The answer is one word – WORK (or the lack thereof).

Let us explain. Never before in the history of the Jewish people has a Jewish community rejected the notion of the male members of the community working for a living. From the Bible to the Mishna to the Talmud — through the times of the later codes of Jewish law — husbands and male members of the Jewish community always have worked to support themselves and their families. In ancient times, some chopped wood, some made clothing, while others were shoemakers and blacksmiths. The Jewish marriage document, the Ketubah, itself attests to the importance and obligation of the husband and father of the household to support his wife and children.
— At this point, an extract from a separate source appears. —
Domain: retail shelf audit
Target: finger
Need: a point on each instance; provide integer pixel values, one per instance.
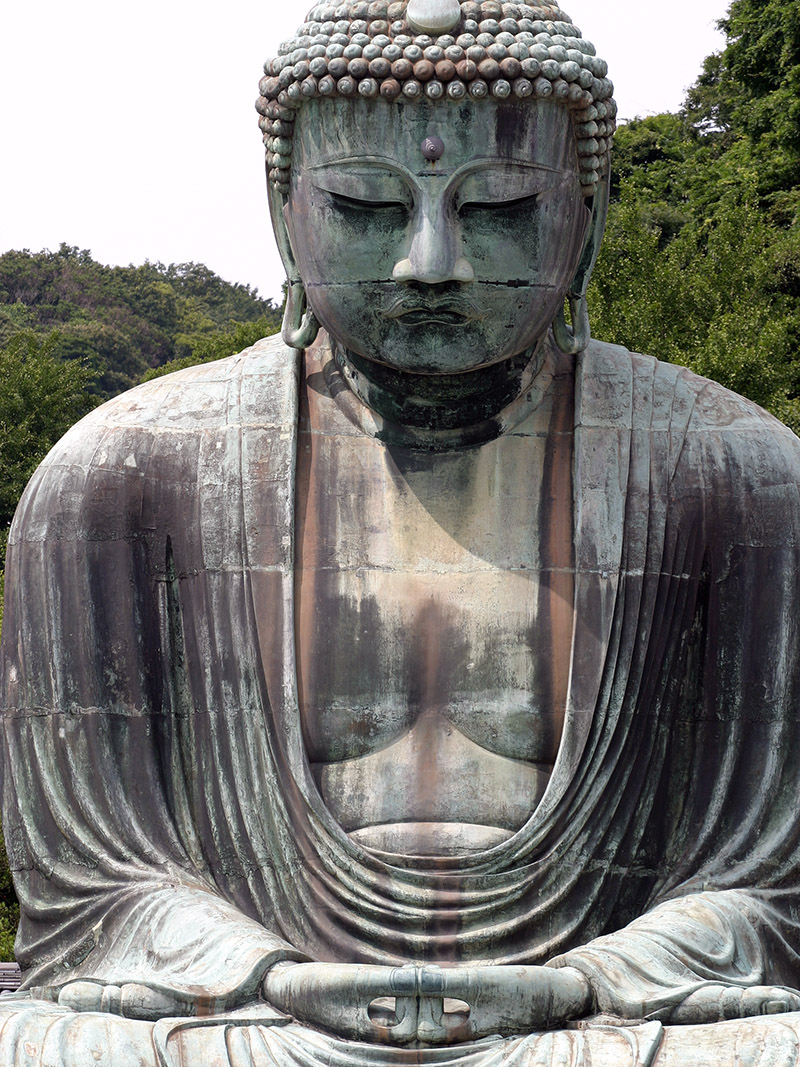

However, this all changed when Rabbi Aaron Kotler, a Lithuanian yeshiva dean, arrived in the US and founded the Lakewood yeshiva and kollel in 1943. Rabbi Kotler believed and Rav Karelitz, the Chazon Ish, in Israel agreed that the secular work place was no place for a frum hareidi male. The temptations were too great; kefirah (heresy) was rampant – and besides, the hareidi world needed Torah scholars, not Torah businessman. This Torah Only theology spawned what we now know as the “kollel for life” model, where the male members of the community learn Talmud for life, while their wives and daughters support the household.

This new order is unprecedented in the annals of Jewish history. For the first time ever, we now have in Lakewood, Bnei Brak, and Jerusalem entire communities of men who don’t work for a living. Naturally, without working men, the community ultimately has become reliant on the income of the wives (usually working part-time), government welfare, and gemachim (community charities).